Department of Biochemistry & Nutrition, CSIR-Central Food Technological Research Institute (CFTRI), Mysore, 570020, India.
Cell Mol Neurobiol. 2013 Oct;33(7):929-42. doi: 10.1007/s10571-013-9959-y. Epub 2013 Jul 19.
Oxidative stress is one of the mechanisms implicated to play a significant role in the pathophysiology of Parkinson's disease. Previously, we showed that an aqueous extract of Selaginella delicatula (SDAE) offered robust neuroprotection against rotenone (ROT) in a Drosophila model. In furtherance in the present study, we validated the neuroprotective efficacy of SDAE in a chronic ROT exposure model in mice. Initially, we assessed the propensity of SDAE to modulate the levels of endogenous markers in striatal region of mice. Subsequently, the neuroprotective efficacy of SDAE (100 mg/kg bw, 21 d) to mitigate ROT-induced striatal motor deficits, oxidative stress, and neurotoxicity was examined employing a co-exposure paradigm. We found significant attenuation of ROT-induced motor deficits (stride length and landing foot spread distance) among mice given SDAE supplements. Biochemical analysis revealed that ROT-induced elevation in the levels of oxidative markers in cytosol/mitochondria of striatum were normalized with SDAE supplements. In addition, SDAE also restored the ROT-induced elevation in the levels of oxidized and nitrated proteins. Further, SDAE also restored the activities of acetylcholinesterase and butyrylcholinesterase indicating its effect on cholinergic function. While ROT exposure caused significant perturbations in the activity levels of mitochondrial electron transport chain enzymes (complex I/II), membrane potential and activity of ATPases, these functions were restored to normalcy among mice receiving SDAE suggesting its effects on mitochondrial function. Since these data corroborate our previous findings in Drosophila system, we propose that the neuroprotective property of SDAE may be largely attributed to the antioxidant properties and its ability to attenuate mitochondrial dysfunction. However, studies employing dopaminergic cell models would enable us to identify specific molecular mechanism, by which SDAE exerts neuroprotective action.

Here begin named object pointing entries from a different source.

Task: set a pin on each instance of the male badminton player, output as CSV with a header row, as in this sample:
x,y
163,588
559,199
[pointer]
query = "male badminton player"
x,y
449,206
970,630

氧化应激是帕金森病病理生理学中起重要作用的机制之一。此前,我们表明,翠云草(SDAE)的水提物在果蝇模型中对鱼藤酮(ROT)表现出强大的神经保护作用。在本研究中,我们进一步验证了 SDAE 在慢性 ROT 暴露模型中小鼠中的神经保护作用。最初,我们评估了 SDAE 调节小鼠纹状体区域内源性标志物水平的倾向。随后,采用共暴露范式研究了 SDAE(100mg/kg bw,21d)减轻 ROT 诱导的纹状体运动缺陷、氧化应激和神经毒性的神经保护作用。我们发现,给予 SDAE 补充剂的小鼠,其 ROT 诱导的运动缺陷(步幅长度和着陆脚距)明显减弱。生化分析表明,SDAE 补充剂可使 ROT 诱导的纹状体细胞质/线粒体中氧化标记物水平升高得到正常化。此外,SDAE 还恢复了 ROT 诱导的氧化和硝化蛋白水平升高。此外,SDAE 还恢复了乙酰胆碱酯酶和丁酰胆碱酯酶的活性,表明其对胆碱能功能的影响。虽然 ROT 暴露导致线粒体电子传递链酶(复合物 I/II)、膜电位和 ATP 酶活性的水平发生显著变化,但接受 SDAE 治疗的小鼠这些功能恢复正常,表明 SDAE 对线粒体功能的影响。由于这些数据与我们在果蝇系统中的先前发现相符,我们提出 SDAE 的神经保护特性可能主要归因于其抗氧化特性及其减轻线粒体功能障碍的能力。然而,采用多巴胺能细胞模型的研究将使我们能够确定 SDAE 发挥神经保护作用的特定分子机制。